David Hammond, Food & Wine expert for the Chicago Tribune, recently published a piece in which he describes a new Mexican spirit known as “Sotol”, but not so “new”, considering that indigenous people of the northern state of Chihuahua, fermented sotol juice into a beer-like alcoholic beverage as early as 800 years ago.
Tequila, popular in margaritas since the ’30s or ’40s, has gotten a big boost in recent years, as premium — and lately artisan — versions have moved in. Its cousin mezcal recently has come into its own, with long lists of brands showing up on restaurant lists and with mezcalerias (bars that specialize in the spirit) spreading from a boom in Texas to other parts of the U.S. That includes Chicago, with Mezcaleria Las Flores and the upcoming Quiote by Dan Salls.
Now sotol, another Mexican spirit, is showing up here and there, though it’s still far from commonly available. Binny’s carries only Hacienda de Chihuahua.
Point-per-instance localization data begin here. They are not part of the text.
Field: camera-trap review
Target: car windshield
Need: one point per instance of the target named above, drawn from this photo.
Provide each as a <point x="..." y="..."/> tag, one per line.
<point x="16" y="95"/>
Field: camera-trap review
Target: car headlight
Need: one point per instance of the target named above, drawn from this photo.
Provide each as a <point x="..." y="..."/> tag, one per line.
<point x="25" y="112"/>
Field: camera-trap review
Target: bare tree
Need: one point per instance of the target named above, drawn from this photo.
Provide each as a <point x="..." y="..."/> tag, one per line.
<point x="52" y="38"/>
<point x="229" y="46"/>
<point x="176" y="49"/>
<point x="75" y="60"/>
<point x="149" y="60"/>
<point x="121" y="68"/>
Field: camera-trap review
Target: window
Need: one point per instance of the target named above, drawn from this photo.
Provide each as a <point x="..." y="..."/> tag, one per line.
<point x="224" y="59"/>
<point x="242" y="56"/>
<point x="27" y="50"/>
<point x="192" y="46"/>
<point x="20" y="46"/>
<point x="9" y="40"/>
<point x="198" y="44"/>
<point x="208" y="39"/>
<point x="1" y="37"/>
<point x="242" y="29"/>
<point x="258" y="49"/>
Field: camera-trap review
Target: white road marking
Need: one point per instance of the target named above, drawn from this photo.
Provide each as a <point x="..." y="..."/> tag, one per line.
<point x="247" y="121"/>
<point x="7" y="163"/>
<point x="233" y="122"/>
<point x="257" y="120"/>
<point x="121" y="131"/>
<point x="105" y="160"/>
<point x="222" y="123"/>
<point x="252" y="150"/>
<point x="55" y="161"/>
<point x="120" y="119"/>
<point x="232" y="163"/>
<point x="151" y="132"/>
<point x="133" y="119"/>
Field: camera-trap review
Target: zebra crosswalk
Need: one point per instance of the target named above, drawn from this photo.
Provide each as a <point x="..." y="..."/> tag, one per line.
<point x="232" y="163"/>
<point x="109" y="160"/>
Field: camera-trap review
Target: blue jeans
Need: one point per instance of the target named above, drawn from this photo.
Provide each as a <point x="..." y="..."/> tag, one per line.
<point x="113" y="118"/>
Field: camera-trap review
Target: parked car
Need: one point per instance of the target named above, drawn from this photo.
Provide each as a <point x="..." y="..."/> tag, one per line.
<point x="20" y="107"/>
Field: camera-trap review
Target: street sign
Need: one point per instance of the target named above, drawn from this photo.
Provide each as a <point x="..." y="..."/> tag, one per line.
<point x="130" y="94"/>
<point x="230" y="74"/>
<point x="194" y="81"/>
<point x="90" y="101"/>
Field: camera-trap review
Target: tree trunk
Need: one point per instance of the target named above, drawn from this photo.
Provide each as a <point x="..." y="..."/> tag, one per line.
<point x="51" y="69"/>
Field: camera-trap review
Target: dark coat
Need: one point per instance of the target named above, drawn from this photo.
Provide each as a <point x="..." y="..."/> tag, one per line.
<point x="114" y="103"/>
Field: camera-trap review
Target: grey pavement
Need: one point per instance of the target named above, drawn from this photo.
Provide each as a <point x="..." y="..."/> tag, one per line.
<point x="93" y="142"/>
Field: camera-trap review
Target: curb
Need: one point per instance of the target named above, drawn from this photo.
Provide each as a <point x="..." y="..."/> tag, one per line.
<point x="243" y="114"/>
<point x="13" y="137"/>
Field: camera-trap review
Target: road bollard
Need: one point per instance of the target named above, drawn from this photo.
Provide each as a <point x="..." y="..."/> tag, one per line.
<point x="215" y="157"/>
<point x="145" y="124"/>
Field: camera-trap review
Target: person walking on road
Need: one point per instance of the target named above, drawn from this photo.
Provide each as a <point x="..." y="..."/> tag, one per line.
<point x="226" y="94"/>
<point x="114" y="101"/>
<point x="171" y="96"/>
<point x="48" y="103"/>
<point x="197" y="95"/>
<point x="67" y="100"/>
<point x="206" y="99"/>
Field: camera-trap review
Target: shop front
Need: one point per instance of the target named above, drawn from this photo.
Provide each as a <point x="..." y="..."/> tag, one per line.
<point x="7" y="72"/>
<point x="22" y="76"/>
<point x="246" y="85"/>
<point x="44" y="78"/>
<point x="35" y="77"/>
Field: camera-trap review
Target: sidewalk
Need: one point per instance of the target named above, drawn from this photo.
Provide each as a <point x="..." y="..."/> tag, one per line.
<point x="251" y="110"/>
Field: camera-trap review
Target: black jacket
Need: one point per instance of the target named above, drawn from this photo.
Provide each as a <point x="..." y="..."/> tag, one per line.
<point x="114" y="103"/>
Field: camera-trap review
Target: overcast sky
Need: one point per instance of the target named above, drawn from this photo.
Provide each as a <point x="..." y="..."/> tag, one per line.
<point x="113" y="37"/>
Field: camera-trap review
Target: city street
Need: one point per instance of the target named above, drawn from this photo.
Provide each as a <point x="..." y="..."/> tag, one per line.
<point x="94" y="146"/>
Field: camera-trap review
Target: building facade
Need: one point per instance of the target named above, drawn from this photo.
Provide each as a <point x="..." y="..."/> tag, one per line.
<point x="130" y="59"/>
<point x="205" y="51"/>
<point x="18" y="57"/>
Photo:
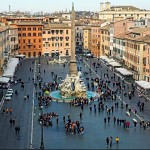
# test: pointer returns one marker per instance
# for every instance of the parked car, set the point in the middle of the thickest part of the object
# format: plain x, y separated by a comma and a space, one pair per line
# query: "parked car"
7, 97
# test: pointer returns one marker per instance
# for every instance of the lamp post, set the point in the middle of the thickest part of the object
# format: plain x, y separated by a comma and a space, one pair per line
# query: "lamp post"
42, 141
Flor del Desierto, another major brand, launches in Chicago and other U.S. cities this summer.
What is sotol? Sotol is a distilled spirit made from the Dasylirion wheeleri, Asparagaceae (commonly known as Desert Spoon in Spanish).
The word “sotol” comes from “tzotolin,” its name in Nahuatl, the language of the ancient Aztecs, and it refers to both the plant and the beverage made from the plant. Sotol was once thought to be an agave, the plant used to produce tequila and mezcal.
It wasn’t until the 1990s, according to Ricardo Pico, Hacienda de Chihuahua brand ambassador, that botanists concluded that sotol was not technically an agave but rather a dasylirion. Agave and sotol are, however, in the same plant order, Asparagales, which also contains vanilla, garlic and asparagus.
Henry J. Bruman, in his wonderful 2000 book “Alcohol in Ancient Mexico,” recounts the many alcoholic beverages that Mexican peoples produced from a wide range of wild plants, including saguaro, mesquite and sotol.
People in the northern Mexican states, such as Chihuahua and Durango, would sometimes eat sotol’s bulbous roots, which contain nutrients that can be converted to alcohol. Like tequila and mezcal, sotol is now produced by steaming or fire-roasting the root to release sugars, which are then mixed with water, fermented and distilled.